17 Euphemisms for Sex From the 1800s

Whether you’re having a stitch or an extended game of pully hawly, these antique euphemisms for sex are suitable for polite society.
A classic example of amorous congress.
A classic example of amorous congress. / Culture Club/Getty Images

These 17 synonyms for sex were used often enough in 19th-century England to earn a place in the 1811 Dictionary of the Vulgar Tongue, a book for upper-crust Britons who had no idea what members of the lower classes were talking about.

1. Amorous Congress

To say two people were engaged in amorous congress was by far the most polite option on the list.
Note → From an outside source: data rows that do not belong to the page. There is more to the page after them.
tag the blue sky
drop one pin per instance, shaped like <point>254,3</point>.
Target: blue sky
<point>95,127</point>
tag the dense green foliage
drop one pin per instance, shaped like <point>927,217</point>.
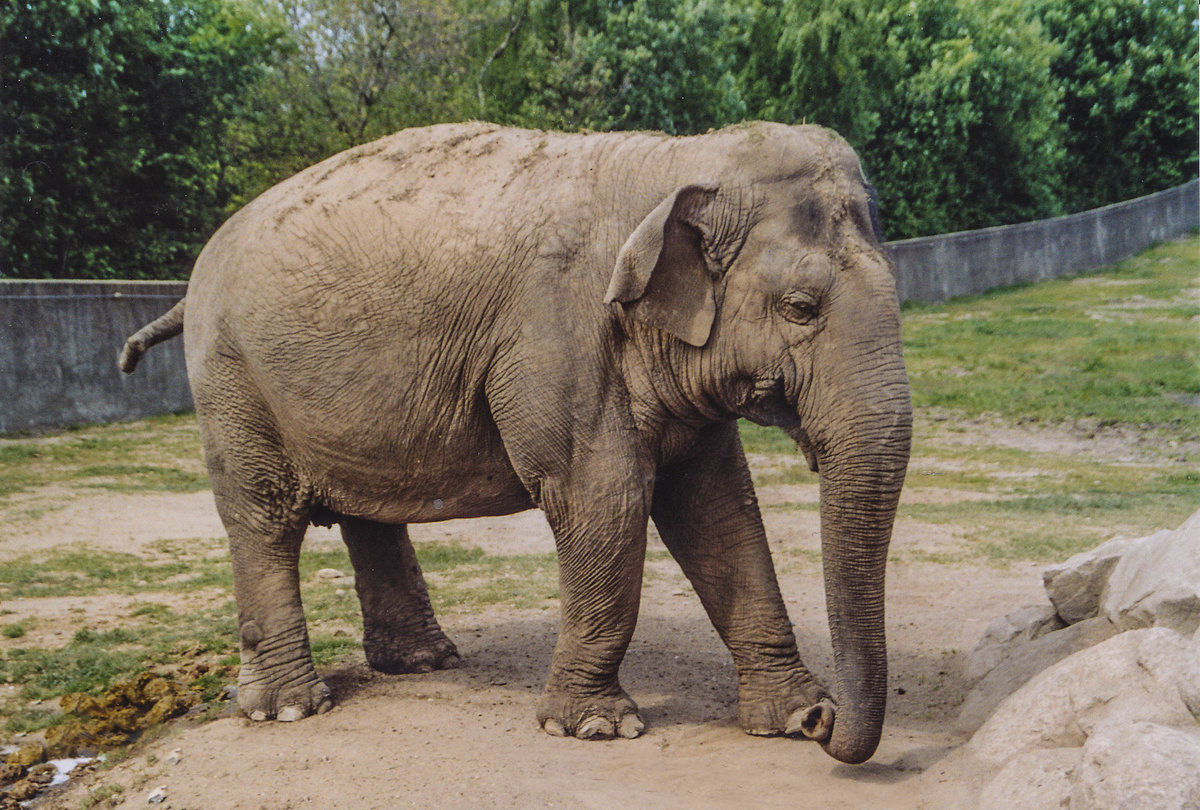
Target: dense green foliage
<point>114,141</point>
<point>1128,75</point>
<point>132,127</point>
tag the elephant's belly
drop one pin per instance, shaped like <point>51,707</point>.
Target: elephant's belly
<point>407,489</point>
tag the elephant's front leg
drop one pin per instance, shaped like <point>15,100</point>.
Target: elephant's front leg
<point>600,532</point>
<point>400,633</point>
<point>706,510</point>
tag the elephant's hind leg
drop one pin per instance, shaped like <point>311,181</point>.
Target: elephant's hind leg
<point>265,516</point>
<point>400,633</point>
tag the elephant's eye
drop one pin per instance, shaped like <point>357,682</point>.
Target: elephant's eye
<point>799,307</point>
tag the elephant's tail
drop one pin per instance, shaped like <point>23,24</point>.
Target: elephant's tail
<point>156,331</point>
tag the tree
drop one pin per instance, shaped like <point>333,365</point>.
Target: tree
<point>948,102</point>
<point>1128,75</point>
<point>352,71</point>
<point>607,65</point>
<point>113,117</point>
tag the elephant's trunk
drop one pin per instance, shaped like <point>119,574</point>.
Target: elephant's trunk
<point>861,481</point>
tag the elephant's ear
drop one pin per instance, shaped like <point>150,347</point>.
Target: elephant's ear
<point>663,273</point>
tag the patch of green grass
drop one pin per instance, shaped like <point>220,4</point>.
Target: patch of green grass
<point>1116,348</point>
<point>151,455</point>
<point>481,580</point>
<point>83,571</point>
<point>96,659</point>
<point>16,630</point>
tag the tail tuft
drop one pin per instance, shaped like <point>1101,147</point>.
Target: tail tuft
<point>156,331</point>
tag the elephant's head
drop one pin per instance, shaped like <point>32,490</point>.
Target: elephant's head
<point>767,295</point>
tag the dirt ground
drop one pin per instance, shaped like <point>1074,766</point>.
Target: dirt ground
<point>467,738</point>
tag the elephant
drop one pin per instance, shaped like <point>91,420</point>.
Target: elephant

It often served as the definition for other, less discreet synonyms.

2. Basket-Making

As in, “those two recently opened a basket-making shop.” Apparently the phrase stems from a method of making children’s stockings, in which knitting the heel is called basket-making.

3. Bread and Butter

As the 1811 Dictionary of the Vulgar Tongue puts it, this refers to one person on top of the other: “Rumor has it he found her bread and butter fashion with the neighbor.”

4. Brush

“Yeah, we had a brush once”: the emphasis here is on brevity. Just a fling, no big deal.

5. Clicket

Painting in the style of the École Français of a man courting a woman
This is the kind of behavior that leads to a clicket. / Heritage Art/Heritage Images via Getty Images

“They left together, so they’re probably at clicket.” This term was originally used only for foxes, but it became less specific as more and more phrases for doing it were needed. One definition from the 1811 Dictionary of the Vulgar Tongue maintains the term’s outdoorsy etymology: “the man and woman are copulating in the ditch.”

6. Face-Making

Aside from the obvious, this also comes from “making children,” because babies have faces.

7. Blanket Hornpipe

There is probably no way to use this in seriousness or discreetly, but there you have it.

8. Blow the Grounsils

“Grounsils” are foundation timbers, so this phrase means “to have sex on the floor.”

9. Convivial Society

Similar to “amorous congress,” this euphemism was a gentler term suitable for the upper classes to use, even if they only whispered it.

10. Take a Flyer

“Flyers” were shoes, so this phrase describes having sex while still dressed, or “without going to bed.”

11. Green Gown

Early 20th-century photo postcard of a man and woman courting in the forest
A green gown is imminent. / Culture Club/Getty Images

Giving a girl a green gown can happen only in the grass.

12. Lobster Kettle

A woman who sleeps with soldiers coming in at port is said to “make a lobster kettle” of herself.

13. Melting Moments

Those shared by “a fat man and woman in amorous congress.”

14. Pully Hawly

A game at pully hawly is a series of affairs.

15. Riding St. George

In the story of St. George and the Dragon, the dragon reared up from a lake to tower over the saint. Playing at St. George or riding St. George casts a woman as the dragon and puts her on top.

16. A Stitch

Similar to having a brush, making a stitch is having a casual affair.

17. Tiff

A tiff could be a minor argument or falling-out. But in the 19th century, it was also a term for eating or drinking between meals—or in this case, a quickie.

A version of this story was published in 2020; it has been updated for 2023.